China’s trade tactics under fire as Brussels sounds alarm

Just two days ahead of a crucial EU-China summit, European Commission President Ursula von der Leyen abandoned diplomatic restraint and laid her cards on the table. In a strikingly direct statement, she criticized Beijing’s economic model and made it clear that Europe is no longer taking a soft approach.
Von der Leyen accused China of first pouring massive investments into future-defining technologies and then flooding global markets with subsidized products to squeeze out the competition. The formula was simple: low prices, high volume, and a relentless push. While the West was preoccupied elsewhere, China built dominance, leaving a trail of shuttered factories and declining industries across Europe in its wake.

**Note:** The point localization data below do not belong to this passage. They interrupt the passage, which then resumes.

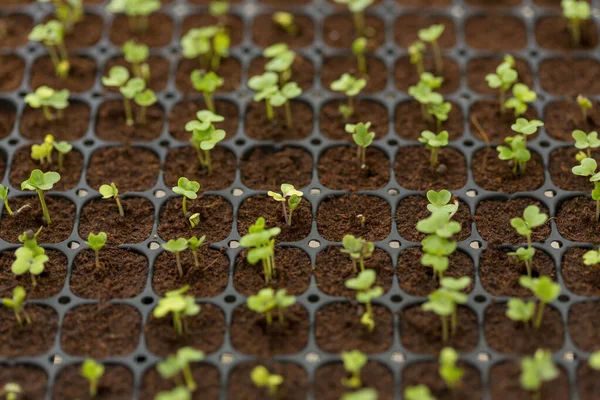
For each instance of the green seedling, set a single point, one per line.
(261, 242)
(536, 370)
(353, 361)
(178, 304)
(362, 138)
(111, 192)
(290, 196)
(176, 246)
(205, 136)
(503, 79)
(39, 182)
(178, 365)
(351, 87)
(137, 12)
(358, 249)
(262, 378)
(286, 22)
(207, 83)
(431, 35)
(96, 243)
(522, 95)
(365, 293)
(92, 371)
(267, 300)
(48, 99)
(16, 304)
(545, 290)
(52, 35)
(434, 143)
(575, 11)
(189, 190)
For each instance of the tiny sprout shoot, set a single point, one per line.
(39, 182)
(351, 87)
(431, 35)
(188, 189)
(365, 293)
(262, 378)
(178, 304)
(267, 300)
(261, 243)
(47, 99)
(353, 361)
(545, 290)
(536, 370)
(16, 304)
(178, 365)
(110, 192)
(290, 196)
(176, 247)
(92, 371)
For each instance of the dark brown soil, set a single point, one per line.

A particular focus was placed on Chinese solar panels and rare earth processing. Von der Leyen pointed out that “Made in China” products enjoy an automatic 20% price advantage in tenders. That is not the result of fair market dynamics, but a sign that the system is rigged. In her words, this is not just uncompetitive, it is fundamentally unjust.
Her tone echoed rhetoric once reserved for Donald Trump’s trade tirades, though this time it came from Brussels, clad in a power suit and armed with the language of institutional reform.
Von der Leyen emphasized that the EU remains open to cooperation but wants to restore balance. In other words, this could mean fewer cheap Chinese imports and more access to China’s domestic market. And ideally, fewer state-backed monopolies.
Back in April, Von der Leyen reminded both sides that the EU and China are two of the largest players in the global economy, and with that size comes shared responsibility. World trade, she stresses, must not become a one-sided game dictated by a single rulebook.